Quale allora, la strada da seguire per cercare di costruire un nuovo ordine internazionale, quando i modelli utilizzati finora hanno dimostrato la loro inadeguatezza di fronte agli avvenimenti degli ultimi anni? Qual è la terza via delle relazioni internazionali? Un compromesso tra unilateralismo di stampo americano e multilateralismo europeo, ci suggerisce Andreatta: un nuovo ordine multilaterale che permetta di giovare della natura flessibile e dinamica della tradizione europea in fatto di politica estera e nel quale la potenza americana svolga funzione di leadership piuttosto che di egemonia; un nuovo ordine multilaterale dove l’Onu possa rinascere a tutore della politica internazionale, un luogo d’incontro che faccia dell’autoritas la propria forza perché “l’importanza dell’Onu oggi è più internazionale, nel senso di garantire il coinvolgimento dei principali attori, che sovranazionale, nel senso di una capacità autonoma di intervento oltre a quella degli stati membri”.

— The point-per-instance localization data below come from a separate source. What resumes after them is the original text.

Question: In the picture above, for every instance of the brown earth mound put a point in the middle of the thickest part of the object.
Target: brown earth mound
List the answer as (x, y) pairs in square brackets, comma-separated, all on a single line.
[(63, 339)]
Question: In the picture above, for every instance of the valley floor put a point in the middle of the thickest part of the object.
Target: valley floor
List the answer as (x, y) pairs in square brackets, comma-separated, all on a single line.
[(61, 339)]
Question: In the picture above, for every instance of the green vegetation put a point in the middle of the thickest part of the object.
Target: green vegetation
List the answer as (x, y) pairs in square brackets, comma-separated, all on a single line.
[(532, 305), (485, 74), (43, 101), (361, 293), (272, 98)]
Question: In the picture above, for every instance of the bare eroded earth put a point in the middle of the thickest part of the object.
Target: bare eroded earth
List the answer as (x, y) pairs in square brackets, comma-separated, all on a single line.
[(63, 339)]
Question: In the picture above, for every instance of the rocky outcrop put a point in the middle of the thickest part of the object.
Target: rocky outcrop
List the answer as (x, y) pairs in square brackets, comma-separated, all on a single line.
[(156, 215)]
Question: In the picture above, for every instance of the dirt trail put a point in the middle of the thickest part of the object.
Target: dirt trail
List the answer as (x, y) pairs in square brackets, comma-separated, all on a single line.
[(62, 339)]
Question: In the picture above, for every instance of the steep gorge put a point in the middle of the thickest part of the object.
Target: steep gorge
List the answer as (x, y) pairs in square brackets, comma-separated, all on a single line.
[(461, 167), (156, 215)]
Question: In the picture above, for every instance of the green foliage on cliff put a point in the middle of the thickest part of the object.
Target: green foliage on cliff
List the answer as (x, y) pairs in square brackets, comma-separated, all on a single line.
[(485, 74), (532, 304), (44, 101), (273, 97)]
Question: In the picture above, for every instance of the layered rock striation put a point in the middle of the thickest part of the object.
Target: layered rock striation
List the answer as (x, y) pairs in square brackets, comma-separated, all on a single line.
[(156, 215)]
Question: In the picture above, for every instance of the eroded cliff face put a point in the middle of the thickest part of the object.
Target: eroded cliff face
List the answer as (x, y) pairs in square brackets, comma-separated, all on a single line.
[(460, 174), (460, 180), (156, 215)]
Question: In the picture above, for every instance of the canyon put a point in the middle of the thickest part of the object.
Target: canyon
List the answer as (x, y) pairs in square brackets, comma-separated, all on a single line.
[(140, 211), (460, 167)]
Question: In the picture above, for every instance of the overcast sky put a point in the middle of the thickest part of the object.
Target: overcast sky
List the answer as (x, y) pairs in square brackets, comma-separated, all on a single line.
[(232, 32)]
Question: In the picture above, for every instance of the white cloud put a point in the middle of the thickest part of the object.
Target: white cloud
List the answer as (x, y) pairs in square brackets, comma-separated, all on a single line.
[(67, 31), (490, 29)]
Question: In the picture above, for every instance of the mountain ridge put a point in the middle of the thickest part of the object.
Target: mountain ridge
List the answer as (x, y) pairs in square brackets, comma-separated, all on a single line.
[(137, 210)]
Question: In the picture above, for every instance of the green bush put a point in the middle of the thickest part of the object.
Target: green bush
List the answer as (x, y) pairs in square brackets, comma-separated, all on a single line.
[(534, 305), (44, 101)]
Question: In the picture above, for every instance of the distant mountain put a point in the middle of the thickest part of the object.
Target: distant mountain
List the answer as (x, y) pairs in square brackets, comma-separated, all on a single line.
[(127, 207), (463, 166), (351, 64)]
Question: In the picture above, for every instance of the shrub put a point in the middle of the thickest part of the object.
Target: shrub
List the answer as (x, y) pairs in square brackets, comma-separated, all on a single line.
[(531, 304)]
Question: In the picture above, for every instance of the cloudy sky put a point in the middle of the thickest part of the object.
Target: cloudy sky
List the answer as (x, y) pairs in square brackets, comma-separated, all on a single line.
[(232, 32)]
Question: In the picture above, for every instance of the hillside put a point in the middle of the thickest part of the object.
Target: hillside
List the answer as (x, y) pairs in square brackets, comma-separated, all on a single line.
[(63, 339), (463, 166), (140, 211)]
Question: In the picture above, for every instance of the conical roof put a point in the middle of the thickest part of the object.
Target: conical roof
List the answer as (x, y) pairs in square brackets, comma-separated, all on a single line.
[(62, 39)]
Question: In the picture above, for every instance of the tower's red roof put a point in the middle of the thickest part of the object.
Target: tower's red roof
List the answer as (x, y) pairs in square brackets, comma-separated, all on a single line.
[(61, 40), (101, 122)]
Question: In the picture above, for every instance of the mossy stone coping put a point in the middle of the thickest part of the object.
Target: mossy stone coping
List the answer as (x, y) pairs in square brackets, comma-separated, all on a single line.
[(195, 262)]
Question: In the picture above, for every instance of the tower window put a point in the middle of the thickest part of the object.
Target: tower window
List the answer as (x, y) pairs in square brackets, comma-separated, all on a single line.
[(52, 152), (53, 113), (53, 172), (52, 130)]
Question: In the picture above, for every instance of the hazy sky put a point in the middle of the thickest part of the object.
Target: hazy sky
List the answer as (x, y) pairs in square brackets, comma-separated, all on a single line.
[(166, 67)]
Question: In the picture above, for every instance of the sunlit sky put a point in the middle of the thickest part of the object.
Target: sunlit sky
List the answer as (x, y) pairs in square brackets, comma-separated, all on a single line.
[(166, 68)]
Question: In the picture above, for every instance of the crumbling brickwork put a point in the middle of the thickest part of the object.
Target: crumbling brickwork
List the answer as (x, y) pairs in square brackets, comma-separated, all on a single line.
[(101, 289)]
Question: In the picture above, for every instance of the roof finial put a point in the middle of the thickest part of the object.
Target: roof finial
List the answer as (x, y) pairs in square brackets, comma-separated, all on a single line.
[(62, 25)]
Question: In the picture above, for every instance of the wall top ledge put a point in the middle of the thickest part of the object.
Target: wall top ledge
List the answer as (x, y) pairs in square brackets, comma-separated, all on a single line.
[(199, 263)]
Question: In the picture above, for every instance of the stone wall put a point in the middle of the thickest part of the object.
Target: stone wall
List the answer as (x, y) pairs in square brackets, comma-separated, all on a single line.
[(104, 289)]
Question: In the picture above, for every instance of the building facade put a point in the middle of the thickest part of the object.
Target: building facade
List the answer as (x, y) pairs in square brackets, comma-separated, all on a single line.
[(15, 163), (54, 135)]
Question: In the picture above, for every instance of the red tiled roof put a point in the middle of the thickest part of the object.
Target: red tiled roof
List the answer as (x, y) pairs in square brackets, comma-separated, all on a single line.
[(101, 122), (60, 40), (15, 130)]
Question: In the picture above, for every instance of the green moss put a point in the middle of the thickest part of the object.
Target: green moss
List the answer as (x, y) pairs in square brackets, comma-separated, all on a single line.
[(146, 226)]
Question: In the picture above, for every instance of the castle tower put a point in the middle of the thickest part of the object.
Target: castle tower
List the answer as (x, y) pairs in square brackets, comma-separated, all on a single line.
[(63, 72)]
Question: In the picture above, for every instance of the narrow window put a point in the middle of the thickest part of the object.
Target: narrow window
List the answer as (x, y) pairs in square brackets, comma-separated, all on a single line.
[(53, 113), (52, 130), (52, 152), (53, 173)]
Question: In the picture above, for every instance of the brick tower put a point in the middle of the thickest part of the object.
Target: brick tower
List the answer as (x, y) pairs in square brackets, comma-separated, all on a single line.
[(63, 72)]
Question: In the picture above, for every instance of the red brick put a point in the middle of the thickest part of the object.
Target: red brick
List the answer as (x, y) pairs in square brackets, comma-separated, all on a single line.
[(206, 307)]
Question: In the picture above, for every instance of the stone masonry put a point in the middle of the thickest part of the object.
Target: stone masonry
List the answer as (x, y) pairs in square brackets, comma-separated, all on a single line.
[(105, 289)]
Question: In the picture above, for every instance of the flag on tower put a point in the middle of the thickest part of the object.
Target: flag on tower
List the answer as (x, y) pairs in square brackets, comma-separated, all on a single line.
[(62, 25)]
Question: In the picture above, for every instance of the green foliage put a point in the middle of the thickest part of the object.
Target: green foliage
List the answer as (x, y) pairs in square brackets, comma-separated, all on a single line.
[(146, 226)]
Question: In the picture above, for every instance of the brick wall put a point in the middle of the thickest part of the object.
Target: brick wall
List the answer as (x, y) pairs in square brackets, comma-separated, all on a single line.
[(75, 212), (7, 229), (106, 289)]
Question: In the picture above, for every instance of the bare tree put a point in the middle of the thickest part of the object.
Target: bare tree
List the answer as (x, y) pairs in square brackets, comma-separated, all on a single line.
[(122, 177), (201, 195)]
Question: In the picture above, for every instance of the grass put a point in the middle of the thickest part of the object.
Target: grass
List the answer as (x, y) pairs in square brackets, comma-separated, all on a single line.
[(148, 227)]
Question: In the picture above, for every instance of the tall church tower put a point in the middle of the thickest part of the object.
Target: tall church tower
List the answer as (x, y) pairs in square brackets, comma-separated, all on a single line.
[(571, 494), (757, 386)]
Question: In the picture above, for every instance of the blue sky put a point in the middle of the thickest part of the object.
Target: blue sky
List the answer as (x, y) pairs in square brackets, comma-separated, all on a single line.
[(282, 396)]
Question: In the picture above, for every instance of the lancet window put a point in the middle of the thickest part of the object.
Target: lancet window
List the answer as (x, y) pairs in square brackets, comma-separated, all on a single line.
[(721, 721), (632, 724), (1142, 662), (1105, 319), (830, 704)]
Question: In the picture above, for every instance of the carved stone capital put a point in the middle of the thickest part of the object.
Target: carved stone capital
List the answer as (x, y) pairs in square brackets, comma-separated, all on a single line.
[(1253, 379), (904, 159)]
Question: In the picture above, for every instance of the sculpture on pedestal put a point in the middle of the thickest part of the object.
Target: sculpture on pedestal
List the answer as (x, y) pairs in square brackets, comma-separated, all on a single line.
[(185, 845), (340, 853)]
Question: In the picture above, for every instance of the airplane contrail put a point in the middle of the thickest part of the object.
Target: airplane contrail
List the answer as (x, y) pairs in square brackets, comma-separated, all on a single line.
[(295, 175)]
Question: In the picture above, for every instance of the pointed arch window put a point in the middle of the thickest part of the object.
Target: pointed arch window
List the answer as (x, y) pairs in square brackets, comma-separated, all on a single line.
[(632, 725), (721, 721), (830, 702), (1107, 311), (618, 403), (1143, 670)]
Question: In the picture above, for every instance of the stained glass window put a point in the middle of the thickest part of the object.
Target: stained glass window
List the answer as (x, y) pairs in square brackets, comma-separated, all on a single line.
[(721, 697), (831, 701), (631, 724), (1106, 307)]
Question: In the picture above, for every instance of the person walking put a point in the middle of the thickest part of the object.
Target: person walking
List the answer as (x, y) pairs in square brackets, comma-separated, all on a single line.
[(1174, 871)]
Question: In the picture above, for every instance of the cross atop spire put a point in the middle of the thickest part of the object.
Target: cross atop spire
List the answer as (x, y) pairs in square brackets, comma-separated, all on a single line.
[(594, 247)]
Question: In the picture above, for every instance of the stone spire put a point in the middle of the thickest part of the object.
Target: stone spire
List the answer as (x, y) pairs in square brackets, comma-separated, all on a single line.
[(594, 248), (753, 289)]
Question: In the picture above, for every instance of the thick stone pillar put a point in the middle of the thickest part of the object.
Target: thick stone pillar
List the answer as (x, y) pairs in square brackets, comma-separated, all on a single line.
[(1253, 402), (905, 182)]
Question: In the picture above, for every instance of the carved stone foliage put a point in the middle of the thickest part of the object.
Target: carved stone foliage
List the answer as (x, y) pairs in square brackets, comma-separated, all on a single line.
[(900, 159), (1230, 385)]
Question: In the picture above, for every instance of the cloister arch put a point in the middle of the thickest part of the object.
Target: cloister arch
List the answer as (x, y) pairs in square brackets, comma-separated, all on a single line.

Utopico, naturalmente, aspettarsi di ritrovare un equilibrio funzionale ed efficace in tempi brevi: “anche in Europa, zona pacificata per eccellenza, l’attuale fase è stata raggiunta dopo processi di liberalizzazione e di democratizzazione durati due secoli e dopo la violenza delle guerre mondiali, che ha dimostrato ampiamente le potenzialità distruttive della civiltà occidentale. I cambiamenti sociali e di mentalità avvengono solo nel lungo periodo, e anche nella sfera internazionale, pertanto, il rafforzamento dell’ordine potrà avvenire solo con pazienza, e, data la posta in gioco, con molta prudenza”.
Prudenza, volontà (e capacità) di adeguare i modelli ai cambiamenti dello scenario internazionale e tanta pazienza: come dice il proverbio, in fondo, la pazienza è la virtù dei forti.